This article summarises analysis from One Useful Thing by Ethan Mollick. The observations and assessments described are Mollick’s own.

Ethan Mollick, writing in One Useful Thing, reports that he was given early access to GPT-5.5 and describes it as a notable step in a continuing improvement curve, while cautioning that capability gaps remain.

Model, app, and harness framing

Mollick organises his assessment around three concepts he says readers should use to understand AI: models (the underlying AI systems, such as GPT-5.5, Claude Opus 4.6, or Gemini 3.1), apps (the products used to interact with models, such as chatgpt.com or Claude Code), and harnesses (the tool frameworks that allow models to take multi-step actions). He writes that OpenAI has made advances in all three areas with the GPT-5.5 release.

Coding performance

To illustrate GPT-5.5’s capabilities, Mollick gave the same coding prompt to several models — from OpenAI’s o3 reasoning model to the open-weights Kimi K2.6 and the new GPT-5.5 Pro — asking each to “build a procedurally generated 3D simulation showing the evolution of a harbor town from 3000 BCE to 3000 AD.” Mollick writes that only GPT-5.5 Pro actually modelled an evolving town rather than generating replacement buildings over time. He also reports a speed improvement: GPT-5.4 Pro completed the task in 33 minutes; GPT-5.5 Pro completed it in 20.

Image generation

Mollick describes a new image model he refers to as “GPT-imagegen-2,” which he says can render high-quality text in images and handle a wide range of visual prompts. He demonstrates this with his recurring “Otter Test,” which he has used across multiple newsletter editions to track AI image quality.

Agentic use and remaining limits

Mollick describes using OpenAI’s Codex, powered by GPT-5.5, to process several hundred anonymised data files from his own prior crowdfunding research — a mix of STATA, CSV, XLS, and Word files — and produce a literature review, hypothesis, and formatted academic paper from four prompts. He writes that he “would have been very happy if this paper was the outcome of a 2nd year PhD project,” while noting the hypothesis was not particularly interesting and that standard causal concerns remained.
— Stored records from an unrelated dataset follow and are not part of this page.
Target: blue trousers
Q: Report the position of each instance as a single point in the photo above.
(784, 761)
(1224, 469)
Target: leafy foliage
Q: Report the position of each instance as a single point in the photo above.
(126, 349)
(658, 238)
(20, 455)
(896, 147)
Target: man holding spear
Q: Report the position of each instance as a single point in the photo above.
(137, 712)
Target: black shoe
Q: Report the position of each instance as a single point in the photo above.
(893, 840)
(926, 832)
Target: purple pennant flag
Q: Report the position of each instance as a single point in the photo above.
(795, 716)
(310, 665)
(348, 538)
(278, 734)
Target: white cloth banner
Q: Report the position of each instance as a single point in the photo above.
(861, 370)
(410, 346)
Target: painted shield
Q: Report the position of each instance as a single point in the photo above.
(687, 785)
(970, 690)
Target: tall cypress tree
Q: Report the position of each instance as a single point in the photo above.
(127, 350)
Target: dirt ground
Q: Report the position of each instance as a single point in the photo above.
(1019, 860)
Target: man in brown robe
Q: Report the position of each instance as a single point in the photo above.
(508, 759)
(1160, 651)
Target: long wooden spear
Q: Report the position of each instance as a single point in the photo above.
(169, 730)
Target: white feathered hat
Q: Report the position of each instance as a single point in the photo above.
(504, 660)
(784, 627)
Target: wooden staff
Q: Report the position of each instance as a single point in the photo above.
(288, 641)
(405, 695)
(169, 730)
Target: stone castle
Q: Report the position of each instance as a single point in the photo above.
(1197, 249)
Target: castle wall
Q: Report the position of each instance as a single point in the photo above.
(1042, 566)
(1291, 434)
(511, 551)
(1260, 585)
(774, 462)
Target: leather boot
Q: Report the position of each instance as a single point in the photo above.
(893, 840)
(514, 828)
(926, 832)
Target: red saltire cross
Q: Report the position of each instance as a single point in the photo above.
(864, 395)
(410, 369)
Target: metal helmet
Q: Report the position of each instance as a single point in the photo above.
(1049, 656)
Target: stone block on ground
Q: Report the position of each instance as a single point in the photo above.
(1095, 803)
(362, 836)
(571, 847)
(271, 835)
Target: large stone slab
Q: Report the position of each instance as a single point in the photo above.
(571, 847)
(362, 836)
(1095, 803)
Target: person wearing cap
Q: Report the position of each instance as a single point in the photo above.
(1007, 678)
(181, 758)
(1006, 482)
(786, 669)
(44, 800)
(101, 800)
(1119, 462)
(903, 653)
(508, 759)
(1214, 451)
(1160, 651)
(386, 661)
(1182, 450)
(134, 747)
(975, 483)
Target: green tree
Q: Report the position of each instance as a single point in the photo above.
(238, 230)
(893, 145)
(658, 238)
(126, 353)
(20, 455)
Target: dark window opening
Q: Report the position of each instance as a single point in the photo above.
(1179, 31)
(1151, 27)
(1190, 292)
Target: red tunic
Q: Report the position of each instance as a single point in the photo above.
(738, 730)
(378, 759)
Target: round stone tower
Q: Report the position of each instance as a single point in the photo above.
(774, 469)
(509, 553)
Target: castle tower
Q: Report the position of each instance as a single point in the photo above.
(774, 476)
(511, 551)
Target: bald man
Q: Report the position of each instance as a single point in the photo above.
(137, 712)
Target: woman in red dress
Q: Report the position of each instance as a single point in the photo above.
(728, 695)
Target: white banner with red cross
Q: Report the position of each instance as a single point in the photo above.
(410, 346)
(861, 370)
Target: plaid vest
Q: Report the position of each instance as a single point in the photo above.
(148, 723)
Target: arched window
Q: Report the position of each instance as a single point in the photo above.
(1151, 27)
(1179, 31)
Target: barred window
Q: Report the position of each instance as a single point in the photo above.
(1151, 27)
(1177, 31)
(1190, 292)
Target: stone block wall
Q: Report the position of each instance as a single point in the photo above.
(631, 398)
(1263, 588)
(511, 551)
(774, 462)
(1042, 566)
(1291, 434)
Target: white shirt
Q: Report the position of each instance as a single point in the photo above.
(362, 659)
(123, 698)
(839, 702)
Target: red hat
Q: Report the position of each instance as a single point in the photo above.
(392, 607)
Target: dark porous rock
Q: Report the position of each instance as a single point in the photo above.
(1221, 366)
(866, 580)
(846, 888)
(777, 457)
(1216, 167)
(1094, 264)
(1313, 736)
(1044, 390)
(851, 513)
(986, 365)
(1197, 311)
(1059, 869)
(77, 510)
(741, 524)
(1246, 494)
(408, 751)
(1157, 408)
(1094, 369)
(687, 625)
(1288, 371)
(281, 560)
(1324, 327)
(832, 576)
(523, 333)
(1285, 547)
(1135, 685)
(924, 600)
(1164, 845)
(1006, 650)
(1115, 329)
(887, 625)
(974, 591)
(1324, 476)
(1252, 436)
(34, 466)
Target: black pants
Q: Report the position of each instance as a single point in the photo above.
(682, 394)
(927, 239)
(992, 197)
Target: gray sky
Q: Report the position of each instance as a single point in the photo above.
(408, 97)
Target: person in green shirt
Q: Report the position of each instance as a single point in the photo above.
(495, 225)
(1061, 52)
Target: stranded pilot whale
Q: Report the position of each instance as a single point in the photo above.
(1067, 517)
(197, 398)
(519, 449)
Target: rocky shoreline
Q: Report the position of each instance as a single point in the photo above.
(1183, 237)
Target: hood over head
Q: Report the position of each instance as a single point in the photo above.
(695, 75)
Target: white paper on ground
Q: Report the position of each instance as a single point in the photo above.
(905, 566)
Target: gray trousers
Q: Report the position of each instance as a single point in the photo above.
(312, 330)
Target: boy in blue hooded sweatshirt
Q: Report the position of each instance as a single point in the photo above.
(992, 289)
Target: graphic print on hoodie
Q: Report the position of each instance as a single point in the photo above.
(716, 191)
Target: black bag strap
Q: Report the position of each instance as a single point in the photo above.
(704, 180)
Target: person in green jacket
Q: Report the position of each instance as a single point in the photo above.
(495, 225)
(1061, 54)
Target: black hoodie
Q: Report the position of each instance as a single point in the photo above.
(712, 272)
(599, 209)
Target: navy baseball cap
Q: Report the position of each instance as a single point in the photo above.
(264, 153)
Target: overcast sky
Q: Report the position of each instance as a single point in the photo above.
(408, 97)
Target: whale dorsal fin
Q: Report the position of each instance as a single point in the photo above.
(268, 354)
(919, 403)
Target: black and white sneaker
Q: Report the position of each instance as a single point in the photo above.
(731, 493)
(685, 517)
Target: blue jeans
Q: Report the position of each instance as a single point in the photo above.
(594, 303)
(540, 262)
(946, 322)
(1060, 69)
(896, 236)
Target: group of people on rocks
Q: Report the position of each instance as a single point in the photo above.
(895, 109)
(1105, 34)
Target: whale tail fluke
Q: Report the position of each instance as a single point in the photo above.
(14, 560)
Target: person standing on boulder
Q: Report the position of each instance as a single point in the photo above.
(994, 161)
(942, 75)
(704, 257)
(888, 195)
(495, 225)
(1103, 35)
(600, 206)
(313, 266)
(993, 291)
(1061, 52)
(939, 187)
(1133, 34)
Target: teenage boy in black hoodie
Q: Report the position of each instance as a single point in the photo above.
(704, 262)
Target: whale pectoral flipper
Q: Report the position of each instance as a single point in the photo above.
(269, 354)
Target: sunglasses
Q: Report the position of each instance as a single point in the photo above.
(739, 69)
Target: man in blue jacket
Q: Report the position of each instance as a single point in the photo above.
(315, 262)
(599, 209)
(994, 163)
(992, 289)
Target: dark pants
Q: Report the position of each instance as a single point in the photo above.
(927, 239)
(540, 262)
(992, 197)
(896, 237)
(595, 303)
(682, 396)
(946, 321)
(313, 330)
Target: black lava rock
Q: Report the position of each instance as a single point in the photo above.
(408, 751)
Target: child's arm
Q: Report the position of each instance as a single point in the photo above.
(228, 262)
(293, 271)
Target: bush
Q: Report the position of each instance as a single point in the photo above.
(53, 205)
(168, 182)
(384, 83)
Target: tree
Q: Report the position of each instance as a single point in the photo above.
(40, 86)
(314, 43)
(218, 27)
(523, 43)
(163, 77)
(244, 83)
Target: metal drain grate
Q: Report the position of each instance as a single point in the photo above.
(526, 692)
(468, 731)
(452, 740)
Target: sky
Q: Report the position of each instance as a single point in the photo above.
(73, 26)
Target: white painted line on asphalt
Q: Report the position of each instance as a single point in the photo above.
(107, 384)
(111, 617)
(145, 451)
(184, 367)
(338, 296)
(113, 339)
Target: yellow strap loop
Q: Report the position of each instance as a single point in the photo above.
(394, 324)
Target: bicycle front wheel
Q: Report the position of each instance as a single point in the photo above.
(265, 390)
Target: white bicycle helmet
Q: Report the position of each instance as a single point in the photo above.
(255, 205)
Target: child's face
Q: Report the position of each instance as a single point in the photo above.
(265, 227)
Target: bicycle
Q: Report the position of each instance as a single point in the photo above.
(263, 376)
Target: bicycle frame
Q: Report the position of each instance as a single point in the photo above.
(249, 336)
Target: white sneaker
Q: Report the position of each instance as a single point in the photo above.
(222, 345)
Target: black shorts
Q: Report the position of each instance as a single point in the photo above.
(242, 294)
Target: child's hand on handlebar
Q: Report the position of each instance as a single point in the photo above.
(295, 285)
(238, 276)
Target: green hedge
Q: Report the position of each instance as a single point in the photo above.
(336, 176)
On long-form writing, Mollick identifies persistent weaknesses: “a love of the uncanny; overly complex ideas that do not fully pay off; weird metaphors; too many ornate sentences; dialogue where every character speaks in the same clipped tone.” He also notes, apparently as a recurring observation: “and the name ‘Mara.’”

Mollick closes by stating that GPT-5.5 is “clearly not the end of this process, but it is a noteworthy step along the way,” and that capability gains appear to be accelerating compared to a year prior.

This piece is based solely on Mollick’s account in One Useful Thing. The GPT-5.5 model had not been publicly released at the time of his writing.